Antonio Claret no existía hasta que no se miraba en el espejo. Cientos de Clarets bostezando unos reflejados en otros, extendiéndose hasta el infinito gracias al milagro de los espejos contrapuestos que cubrían las paredes de su habitación. Con cada uno de sus despertares nacía la imagen de cientos de Clarets multiplicándose ante el milagro matutino. Clarets somnolientos, legañosos, perezosos, repetidos ante los primeros rayos de sol. Clarets sin fuerzas para levantarse de la cama o Clarets pletóricos cual amanecer de agosto, pero siempre Clarets caleidoscópicos.
El reflejo daba sentido a su existencia. “Me veo, me reconozco, existo”. Observar su cara, su propio cuerpo, mirarse fijamente a los ojos y suspirar contemplando su boca exhalando el aire, era el mayor placer que podía experimentar. Palpar su cara mientras contemplaba la imagen de sus dedos, los mismos que él sentía, movía y admiraba; acariciar su cara gesticulando a su antojo para ver reflejado el producto visual de aquello que generaba en su mente y plasmaba con movimientos. Nada de lo que él no pudiera ver existía porque no podía comprender que fuera de otra forma. Estando encerrado en casa nada más que eso era real. Creer que había un mundo fuera, unas gentes viviendo y muriendo mientras él estaba allí bebiendo cerveza le parecía poco menos que absurdo. Pero esa convicción, esa creencia ciega en el sentido de la vista, lo había llevado a sentir la necesidad de verse a sí mismo para poder sentirse real. Obsesionado con que su persona pudiera no existir o hasta desaparecer si no la observaba cada cierto tiempo, se rodeó de quitamiedos que resultaron ser espejos. Recorrió mercadillos y anticuarios buscando que encajaran bien unos con otros para poder llenar las paredes sin que quedaran huecos. Espejos rectangulares, redondos, ovalados, de marco dorado o de madera, llenaron las paredes de su cuarto de brillo, reflejo e imagen. Incluso dispuso la cama de modo que su cara se reflejara en todas las paredes mientras dormía.

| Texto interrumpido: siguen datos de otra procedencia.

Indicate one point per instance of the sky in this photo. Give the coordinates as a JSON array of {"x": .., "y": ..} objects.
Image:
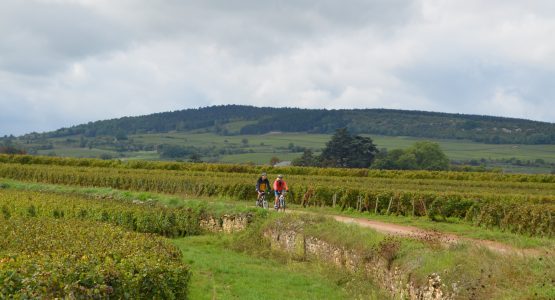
[{"x": 66, "y": 62}]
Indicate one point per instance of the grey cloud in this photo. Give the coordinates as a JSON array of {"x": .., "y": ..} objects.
[
  {"x": 67, "y": 61},
  {"x": 40, "y": 38}
]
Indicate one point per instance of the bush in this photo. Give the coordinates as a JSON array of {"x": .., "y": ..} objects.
[{"x": 49, "y": 258}]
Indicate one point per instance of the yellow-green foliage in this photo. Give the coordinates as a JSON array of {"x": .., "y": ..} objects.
[
  {"x": 53, "y": 258},
  {"x": 235, "y": 168},
  {"x": 523, "y": 207},
  {"x": 137, "y": 217}
]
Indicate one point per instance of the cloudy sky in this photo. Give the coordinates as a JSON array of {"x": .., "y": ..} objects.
[{"x": 64, "y": 62}]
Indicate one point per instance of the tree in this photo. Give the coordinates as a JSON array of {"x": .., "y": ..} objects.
[
  {"x": 274, "y": 160},
  {"x": 347, "y": 151}
]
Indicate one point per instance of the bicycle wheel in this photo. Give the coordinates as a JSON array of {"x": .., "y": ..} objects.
[
  {"x": 282, "y": 202},
  {"x": 263, "y": 202}
]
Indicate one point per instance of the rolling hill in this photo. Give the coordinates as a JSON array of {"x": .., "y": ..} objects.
[{"x": 237, "y": 119}]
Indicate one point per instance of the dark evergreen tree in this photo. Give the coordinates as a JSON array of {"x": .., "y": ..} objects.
[{"x": 347, "y": 151}]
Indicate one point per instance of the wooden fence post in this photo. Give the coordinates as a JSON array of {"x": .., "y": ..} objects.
[{"x": 389, "y": 205}]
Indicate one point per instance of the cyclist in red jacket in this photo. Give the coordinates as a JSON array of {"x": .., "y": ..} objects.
[{"x": 280, "y": 186}]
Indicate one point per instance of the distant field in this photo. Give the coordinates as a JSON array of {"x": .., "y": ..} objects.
[
  {"x": 455, "y": 149},
  {"x": 259, "y": 149}
]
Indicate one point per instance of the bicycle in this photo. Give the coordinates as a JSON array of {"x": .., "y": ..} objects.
[
  {"x": 281, "y": 202},
  {"x": 261, "y": 201}
]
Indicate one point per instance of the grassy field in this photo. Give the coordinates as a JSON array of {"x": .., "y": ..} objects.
[
  {"x": 458, "y": 227},
  {"x": 220, "y": 273},
  {"x": 455, "y": 149},
  {"x": 259, "y": 149}
]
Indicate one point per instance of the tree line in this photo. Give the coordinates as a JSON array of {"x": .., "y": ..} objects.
[{"x": 261, "y": 120}]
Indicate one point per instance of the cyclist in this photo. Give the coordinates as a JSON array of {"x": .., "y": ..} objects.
[
  {"x": 262, "y": 185},
  {"x": 280, "y": 186}
]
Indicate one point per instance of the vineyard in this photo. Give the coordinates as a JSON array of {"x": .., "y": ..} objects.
[
  {"x": 66, "y": 244},
  {"x": 522, "y": 204}
]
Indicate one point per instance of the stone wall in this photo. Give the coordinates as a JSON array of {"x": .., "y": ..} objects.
[
  {"x": 225, "y": 223},
  {"x": 301, "y": 246}
]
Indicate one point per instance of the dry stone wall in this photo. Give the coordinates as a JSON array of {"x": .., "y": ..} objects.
[{"x": 392, "y": 280}]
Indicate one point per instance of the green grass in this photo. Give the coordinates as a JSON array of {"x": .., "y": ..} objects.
[
  {"x": 220, "y": 273},
  {"x": 257, "y": 158},
  {"x": 220, "y": 205},
  {"x": 275, "y": 144},
  {"x": 477, "y": 272}
]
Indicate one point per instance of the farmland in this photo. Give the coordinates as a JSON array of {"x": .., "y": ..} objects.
[
  {"x": 260, "y": 148},
  {"x": 169, "y": 205}
]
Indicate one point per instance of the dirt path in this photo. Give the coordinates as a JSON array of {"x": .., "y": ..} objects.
[{"x": 434, "y": 236}]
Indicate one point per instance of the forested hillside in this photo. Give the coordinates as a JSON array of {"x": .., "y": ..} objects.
[{"x": 237, "y": 119}]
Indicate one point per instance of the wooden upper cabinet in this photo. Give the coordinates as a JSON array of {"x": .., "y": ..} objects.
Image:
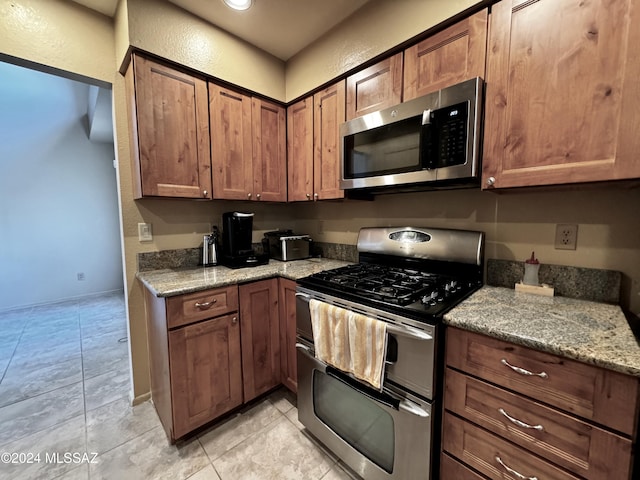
[
  {"x": 562, "y": 93},
  {"x": 451, "y": 56},
  {"x": 375, "y": 88},
  {"x": 329, "y": 113},
  {"x": 300, "y": 150},
  {"x": 248, "y": 149},
  {"x": 231, "y": 143},
  {"x": 260, "y": 338},
  {"x": 269, "y": 151},
  {"x": 170, "y": 141}
]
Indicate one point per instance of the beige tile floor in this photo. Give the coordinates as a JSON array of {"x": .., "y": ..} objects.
[{"x": 65, "y": 411}]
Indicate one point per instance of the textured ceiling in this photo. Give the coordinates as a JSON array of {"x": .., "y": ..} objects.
[{"x": 280, "y": 27}]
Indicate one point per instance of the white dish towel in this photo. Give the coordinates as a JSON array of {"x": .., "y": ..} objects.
[{"x": 349, "y": 341}]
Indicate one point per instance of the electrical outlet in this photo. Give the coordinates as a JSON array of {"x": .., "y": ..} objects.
[
  {"x": 566, "y": 236},
  {"x": 144, "y": 232}
]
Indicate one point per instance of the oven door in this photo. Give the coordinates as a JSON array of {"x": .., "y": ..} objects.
[
  {"x": 381, "y": 436},
  {"x": 411, "y": 364}
]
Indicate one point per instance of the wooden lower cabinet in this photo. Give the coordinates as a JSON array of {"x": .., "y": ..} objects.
[
  {"x": 493, "y": 456},
  {"x": 260, "y": 337},
  {"x": 289, "y": 365},
  {"x": 211, "y": 351},
  {"x": 563, "y": 420},
  {"x": 206, "y": 372}
]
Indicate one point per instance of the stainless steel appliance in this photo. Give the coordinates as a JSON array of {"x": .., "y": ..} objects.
[
  {"x": 408, "y": 277},
  {"x": 429, "y": 142},
  {"x": 210, "y": 249},
  {"x": 237, "y": 249},
  {"x": 285, "y": 246}
]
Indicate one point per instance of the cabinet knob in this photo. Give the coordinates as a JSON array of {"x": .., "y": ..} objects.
[{"x": 206, "y": 304}]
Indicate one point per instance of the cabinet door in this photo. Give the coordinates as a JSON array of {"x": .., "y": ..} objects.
[
  {"x": 375, "y": 88},
  {"x": 269, "y": 151},
  {"x": 206, "y": 375},
  {"x": 172, "y": 157},
  {"x": 328, "y": 114},
  {"x": 260, "y": 337},
  {"x": 231, "y": 149},
  {"x": 451, "y": 56},
  {"x": 300, "y": 150},
  {"x": 289, "y": 365},
  {"x": 562, "y": 93}
]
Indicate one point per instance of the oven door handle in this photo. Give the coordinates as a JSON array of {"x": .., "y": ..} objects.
[
  {"x": 407, "y": 405},
  {"x": 407, "y": 331},
  {"x": 403, "y": 404}
]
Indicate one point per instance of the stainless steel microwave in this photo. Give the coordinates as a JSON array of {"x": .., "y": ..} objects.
[{"x": 431, "y": 141}]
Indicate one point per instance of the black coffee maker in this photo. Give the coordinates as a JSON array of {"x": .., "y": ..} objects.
[{"x": 237, "y": 250}]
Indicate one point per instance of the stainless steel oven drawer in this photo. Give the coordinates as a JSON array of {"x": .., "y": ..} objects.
[{"x": 378, "y": 440}]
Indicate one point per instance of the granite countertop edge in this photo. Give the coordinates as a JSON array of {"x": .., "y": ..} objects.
[
  {"x": 178, "y": 281},
  {"x": 594, "y": 333}
]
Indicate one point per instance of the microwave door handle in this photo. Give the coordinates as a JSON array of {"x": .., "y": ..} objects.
[
  {"x": 426, "y": 117},
  {"x": 426, "y": 141}
]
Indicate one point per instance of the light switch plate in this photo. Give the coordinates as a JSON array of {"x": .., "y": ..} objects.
[
  {"x": 144, "y": 232},
  {"x": 566, "y": 236}
]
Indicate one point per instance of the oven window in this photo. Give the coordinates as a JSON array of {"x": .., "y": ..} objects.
[
  {"x": 384, "y": 150},
  {"x": 357, "y": 419}
]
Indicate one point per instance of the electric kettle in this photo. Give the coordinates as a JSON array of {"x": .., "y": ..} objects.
[{"x": 210, "y": 248}]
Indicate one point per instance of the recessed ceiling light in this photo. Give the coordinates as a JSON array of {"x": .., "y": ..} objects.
[{"x": 239, "y": 4}]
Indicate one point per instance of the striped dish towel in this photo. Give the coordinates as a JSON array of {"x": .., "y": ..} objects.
[{"x": 349, "y": 341}]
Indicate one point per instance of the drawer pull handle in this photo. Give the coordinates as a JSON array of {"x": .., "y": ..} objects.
[
  {"x": 206, "y": 304},
  {"x": 513, "y": 472},
  {"x": 519, "y": 423},
  {"x": 522, "y": 371}
]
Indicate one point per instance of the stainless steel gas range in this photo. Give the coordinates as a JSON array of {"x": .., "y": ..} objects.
[{"x": 407, "y": 277}]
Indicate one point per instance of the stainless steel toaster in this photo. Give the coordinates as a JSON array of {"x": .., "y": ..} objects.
[{"x": 284, "y": 245}]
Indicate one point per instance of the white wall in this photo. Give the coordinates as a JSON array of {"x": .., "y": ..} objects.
[{"x": 58, "y": 194}]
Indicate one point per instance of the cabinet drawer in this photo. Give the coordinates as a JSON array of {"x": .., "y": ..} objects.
[
  {"x": 192, "y": 307},
  {"x": 606, "y": 397},
  {"x": 452, "y": 469},
  {"x": 565, "y": 440},
  {"x": 492, "y": 456}
]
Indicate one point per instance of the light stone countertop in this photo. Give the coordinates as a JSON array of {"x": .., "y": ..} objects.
[
  {"x": 170, "y": 282},
  {"x": 594, "y": 333}
]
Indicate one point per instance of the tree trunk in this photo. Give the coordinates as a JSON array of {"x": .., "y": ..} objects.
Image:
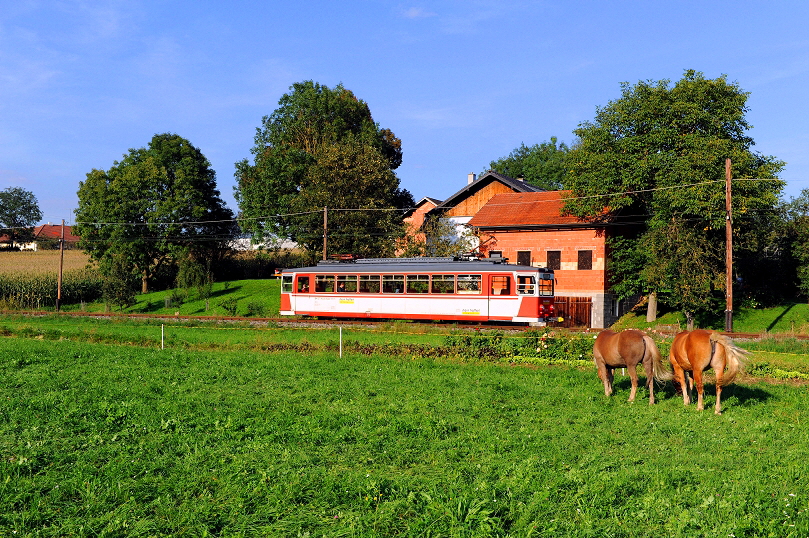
[{"x": 651, "y": 308}]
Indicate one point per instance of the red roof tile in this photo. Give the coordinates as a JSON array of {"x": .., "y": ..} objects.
[
  {"x": 54, "y": 231},
  {"x": 524, "y": 209}
]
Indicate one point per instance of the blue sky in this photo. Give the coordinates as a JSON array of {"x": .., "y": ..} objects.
[{"x": 460, "y": 82}]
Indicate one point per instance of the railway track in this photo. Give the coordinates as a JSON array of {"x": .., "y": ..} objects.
[{"x": 337, "y": 322}]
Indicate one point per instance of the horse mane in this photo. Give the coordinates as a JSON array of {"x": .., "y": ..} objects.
[{"x": 736, "y": 357}]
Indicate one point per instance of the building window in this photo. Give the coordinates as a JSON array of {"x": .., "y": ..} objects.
[
  {"x": 554, "y": 260},
  {"x": 523, "y": 257},
  {"x": 585, "y": 260}
]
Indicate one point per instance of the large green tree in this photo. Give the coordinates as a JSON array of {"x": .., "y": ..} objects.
[
  {"x": 321, "y": 148},
  {"x": 19, "y": 212},
  {"x": 656, "y": 157},
  {"x": 157, "y": 206},
  {"x": 542, "y": 164}
]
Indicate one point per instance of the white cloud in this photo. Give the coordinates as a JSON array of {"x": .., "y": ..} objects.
[{"x": 417, "y": 13}]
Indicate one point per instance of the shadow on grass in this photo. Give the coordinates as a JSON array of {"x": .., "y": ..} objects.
[
  {"x": 744, "y": 394},
  {"x": 780, "y": 316},
  {"x": 220, "y": 293}
]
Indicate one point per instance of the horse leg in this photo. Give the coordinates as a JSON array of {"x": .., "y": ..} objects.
[
  {"x": 604, "y": 376},
  {"x": 681, "y": 378},
  {"x": 698, "y": 382},
  {"x": 649, "y": 369},
  {"x": 719, "y": 373},
  {"x": 689, "y": 380},
  {"x": 609, "y": 382},
  {"x": 633, "y": 375}
]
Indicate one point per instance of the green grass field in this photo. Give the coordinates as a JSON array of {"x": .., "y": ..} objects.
[{"x": 124, "y": 440}]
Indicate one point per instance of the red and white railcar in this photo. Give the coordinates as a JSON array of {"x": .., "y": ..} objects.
[{"x": 420, "y": 288}]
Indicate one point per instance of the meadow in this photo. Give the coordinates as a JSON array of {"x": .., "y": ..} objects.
[
  {"x": 126, "y": 439},
  {"x": 42, "y": 261}
]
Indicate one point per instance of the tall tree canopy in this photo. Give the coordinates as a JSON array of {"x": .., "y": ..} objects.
[
  {"x": 542, "y": 164},
  {"x": 321, "y": 148},
  {"x": 157, "y": 206},
  {"x": 19, "y": 212},
  {"x": 657, "y": 156}
]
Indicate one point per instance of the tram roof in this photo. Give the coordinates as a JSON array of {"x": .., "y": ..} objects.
[{"x": 414, "y": 265}]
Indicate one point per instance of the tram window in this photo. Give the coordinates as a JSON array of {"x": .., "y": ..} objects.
[
  {"x": 303, "y": 284},
  {"x": 346, "y": 283},
  {"x": 369, "y": 283},
  {"x": 469, "y": 283},
  {"x": 526, "y": 285},
  {"x": 546, "y": 284},
  {"x": 501, "y": 285},
  {"x": 324, "y": 283},
  {"x": 392, "y": 283},
  {"x": 418, "y": 283},
  {"x": 443, "y": 284}
]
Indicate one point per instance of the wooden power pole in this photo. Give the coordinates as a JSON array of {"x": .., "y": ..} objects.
[
  {"x": 61, "y": 265},
  {"x": 728, "y": 252},
  {"x": 325, "y": 230}
]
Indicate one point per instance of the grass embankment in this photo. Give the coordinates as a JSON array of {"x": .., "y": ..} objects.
[
  {"x": 253, "y": 298},
  {"x": 788, "y": 319},
  {"x": 105, "y": 440}
]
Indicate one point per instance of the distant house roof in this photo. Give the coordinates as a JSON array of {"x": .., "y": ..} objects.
[
  {"x": 426, "y": 200},
  {"x": 526, "y": 210},
  {"x": 491, "y": 176},
  {"x": 54, "y": 231}
]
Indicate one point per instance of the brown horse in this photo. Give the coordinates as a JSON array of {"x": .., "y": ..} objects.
[
  {"x": 626, "y": 350},
  {"x": 696, "y": 351}
]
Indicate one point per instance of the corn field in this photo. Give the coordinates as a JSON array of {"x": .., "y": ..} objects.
[{"x": 35, "y": 291}]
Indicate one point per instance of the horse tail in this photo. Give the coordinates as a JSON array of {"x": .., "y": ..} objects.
[
  {"x": 736, "y": 357},
  {"x": 660, "y": 371}
]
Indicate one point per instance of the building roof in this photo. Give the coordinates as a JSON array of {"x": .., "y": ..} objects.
[
  {"x": 526, "y": 210},
  {"x": 54, "y": 231},
  {"x": 426, "y": 200},
  {"x": 517, "y": 185}
]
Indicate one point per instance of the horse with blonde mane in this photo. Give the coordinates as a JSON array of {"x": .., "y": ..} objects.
[
  {"x": 626, "y": 350},
  {"x": 694, "y": 352}
]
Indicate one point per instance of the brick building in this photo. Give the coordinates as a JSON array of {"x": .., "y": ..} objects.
[
  {"x": 529, "y": 229},
  {"x": 525, "y": 224}
]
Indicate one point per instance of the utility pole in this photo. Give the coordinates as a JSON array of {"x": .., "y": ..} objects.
[
  {"x": 61, "y": 265},
  {"x": 728, "y": 252},
  {"x": 325, "y": 230}
]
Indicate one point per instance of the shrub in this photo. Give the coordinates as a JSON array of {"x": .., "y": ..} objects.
[
  {"x": 230, "y": 305},
  {"x": 257, "y": 309}
]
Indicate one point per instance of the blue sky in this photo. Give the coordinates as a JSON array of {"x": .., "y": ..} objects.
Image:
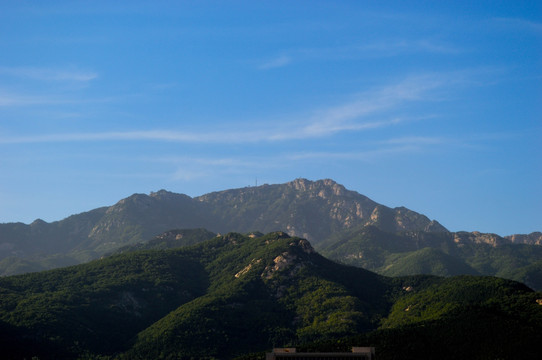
[{"x": 431, "y": 105}]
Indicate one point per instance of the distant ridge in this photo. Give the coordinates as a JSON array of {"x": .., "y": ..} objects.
[{"x": 343, "y": 224}]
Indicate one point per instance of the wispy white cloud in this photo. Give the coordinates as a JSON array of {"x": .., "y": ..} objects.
[
  {"x": 48, "y": 74},
  {"x": 365, "y": 111},
  {"x": 380, "y": 49}
]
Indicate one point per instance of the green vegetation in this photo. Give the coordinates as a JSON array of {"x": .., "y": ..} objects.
[
  {"x": 234, "y": 295},
  {"x": 416, "y": 252}
]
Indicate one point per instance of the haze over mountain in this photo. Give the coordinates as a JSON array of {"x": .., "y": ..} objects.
[{"x": 343, "y": 224}]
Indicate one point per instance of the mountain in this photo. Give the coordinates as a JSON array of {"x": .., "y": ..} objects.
[
  {"x": 342, "y": 224},
  {"x": 235, "y": 294},
  {"x": 442, "y": 253},
  {"x": 311, "y": 209}
]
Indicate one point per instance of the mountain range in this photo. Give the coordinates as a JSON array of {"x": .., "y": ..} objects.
[
  {"x": 341, "y": 224},
  {"x": 237, "y": 296}
]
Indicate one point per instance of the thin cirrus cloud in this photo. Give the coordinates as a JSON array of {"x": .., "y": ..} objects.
[
  {"x": 357, "y": 114},
  {"x": 384, "y": 48}
]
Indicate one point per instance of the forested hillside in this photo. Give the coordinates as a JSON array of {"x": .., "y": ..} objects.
[{"x": 233, "y": 295}]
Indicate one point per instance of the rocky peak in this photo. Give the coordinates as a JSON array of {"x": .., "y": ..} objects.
[{"x": 534, "y": 238}]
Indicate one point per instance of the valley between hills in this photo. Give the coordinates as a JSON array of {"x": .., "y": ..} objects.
[{"x": 232, "y": 274}]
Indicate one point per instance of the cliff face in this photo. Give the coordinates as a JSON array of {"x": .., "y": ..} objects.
[{"x": 534, "y": 238}]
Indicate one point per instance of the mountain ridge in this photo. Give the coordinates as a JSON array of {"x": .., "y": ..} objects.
[{"x": 321, "y": 211}]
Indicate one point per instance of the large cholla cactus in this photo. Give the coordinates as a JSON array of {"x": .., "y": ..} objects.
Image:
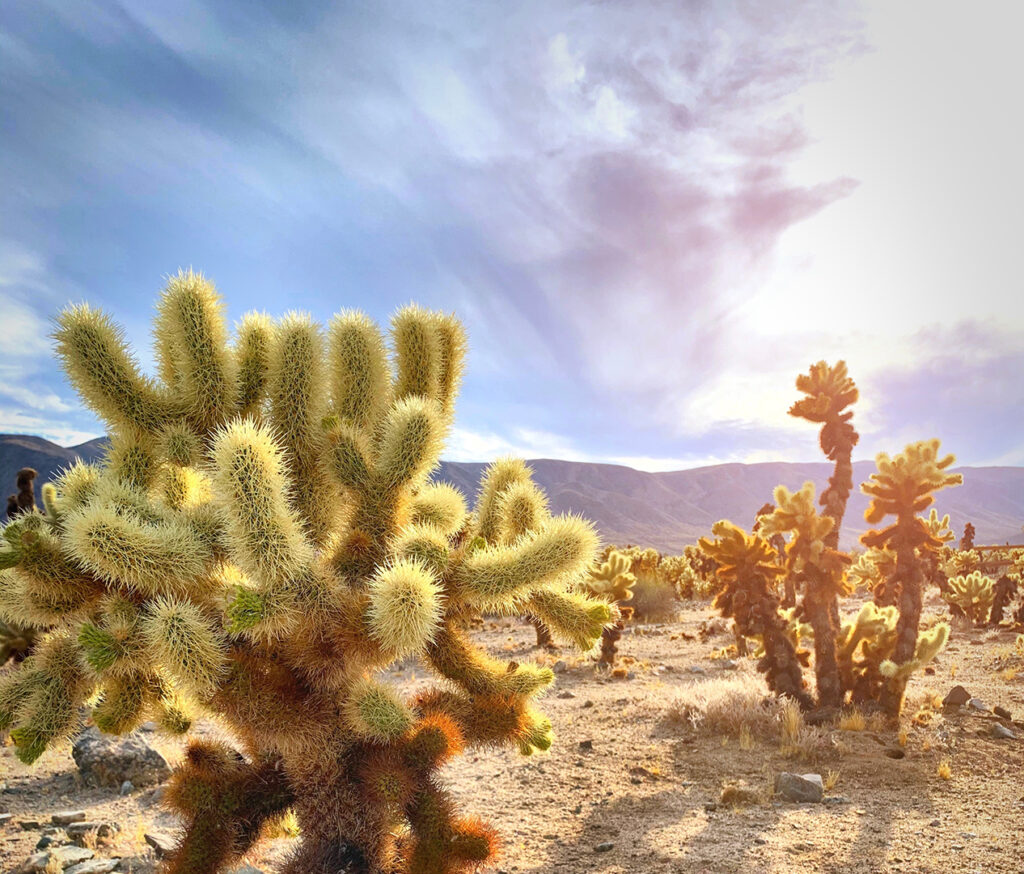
[
  {"x": 902, "y": 487},
  {"x": 261, "y": 541}
]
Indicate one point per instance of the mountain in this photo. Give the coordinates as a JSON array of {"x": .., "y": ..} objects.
[{"x": 662, "y": 510}]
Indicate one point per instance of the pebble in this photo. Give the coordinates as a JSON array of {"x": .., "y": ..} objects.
[
  {"x": 162, "y": 843},
  {"x": 800, "y": 787}
]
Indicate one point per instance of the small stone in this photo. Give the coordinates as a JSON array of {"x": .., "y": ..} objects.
[
  {"x": 800, "y": 787},
  {"x": 105, "y": 760},
  {"x": 69, "y": 856},
  {"x": 96, "y": 866},
  {"x": 956, "y": 697},
  {"x": 162, "y": 843}
]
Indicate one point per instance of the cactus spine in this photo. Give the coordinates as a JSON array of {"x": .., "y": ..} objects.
[{"x": 261, "y": 541}]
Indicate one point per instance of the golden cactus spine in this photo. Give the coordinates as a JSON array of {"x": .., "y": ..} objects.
[{"x": 260, "y": 543}]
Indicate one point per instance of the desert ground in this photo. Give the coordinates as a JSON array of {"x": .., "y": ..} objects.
[{"x": 638, "y": 782}]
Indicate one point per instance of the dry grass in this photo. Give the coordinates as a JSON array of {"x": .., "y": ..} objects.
[{"x": 735, "y": 706}]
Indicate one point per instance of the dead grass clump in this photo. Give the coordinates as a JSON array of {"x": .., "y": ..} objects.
[{"x": 736, "y": 706}]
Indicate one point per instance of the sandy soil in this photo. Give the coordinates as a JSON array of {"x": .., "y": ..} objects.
[{"x": 624, "y": 774}]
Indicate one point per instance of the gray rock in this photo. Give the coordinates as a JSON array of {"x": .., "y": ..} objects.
[
  {"x": 97, "y": 866},
  {"x": 956, "y": 697},
  {"x": 162, "y": 842},
  {"x": 110, "y": 761},
  {"x": 800, "y": 787}
]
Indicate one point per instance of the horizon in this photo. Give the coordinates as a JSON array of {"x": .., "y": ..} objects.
[{"x": 635, "y": 212}]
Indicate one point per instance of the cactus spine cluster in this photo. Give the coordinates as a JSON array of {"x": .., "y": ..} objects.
[
  {"x": 611, "y": 581},
  {"x": 261, "y": 541}
]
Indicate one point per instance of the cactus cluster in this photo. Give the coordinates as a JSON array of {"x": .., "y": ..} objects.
[
  {"x": 971, "y": 596},
  {"x": 870, "y": 658},
  {"x": 261, "y": 541},
  {"x": 611, "y": 581}
]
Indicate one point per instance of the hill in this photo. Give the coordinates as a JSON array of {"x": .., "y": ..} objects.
[{"x": 662, "y": 510}]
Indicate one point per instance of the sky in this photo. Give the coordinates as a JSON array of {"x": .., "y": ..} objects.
[{"x": 650, "y": 216}]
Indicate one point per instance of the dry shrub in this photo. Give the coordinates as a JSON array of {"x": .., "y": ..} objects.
[{"x": 735, "y": 706}]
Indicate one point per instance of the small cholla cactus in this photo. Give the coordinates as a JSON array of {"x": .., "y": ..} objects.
[
  {"x": 748, "y": 571},
  {"x": 612, "y": 582},
  {"x": 967, "y": 541},
  {"x": 902, "y": 487},
  {"x": 260, "y": 543},
  {"x": 1003, "y": 594},
  {"x": 971, "y": 596}
]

Antonio no se limitaba a observarse en los espejos de su dormitorio. Una obsesión no es propiamente una obsesión si se reduce a una manía de andar por casa, así que se valía de cada superficie reflectante para ver su cara en cuanto le era posible. Cristales, escaparates, ventanas de coches, charcos, lentes de gafas, incluso molduras plateadas de cuadros, grifos, manivelas y reversos de CDs le servían para contemplarse. Intentaba procurarse una visión de sí mismo cada cierto tiempo buscando a la desesperada cualquier objeto que pudiera devolverle su imagen y sentido.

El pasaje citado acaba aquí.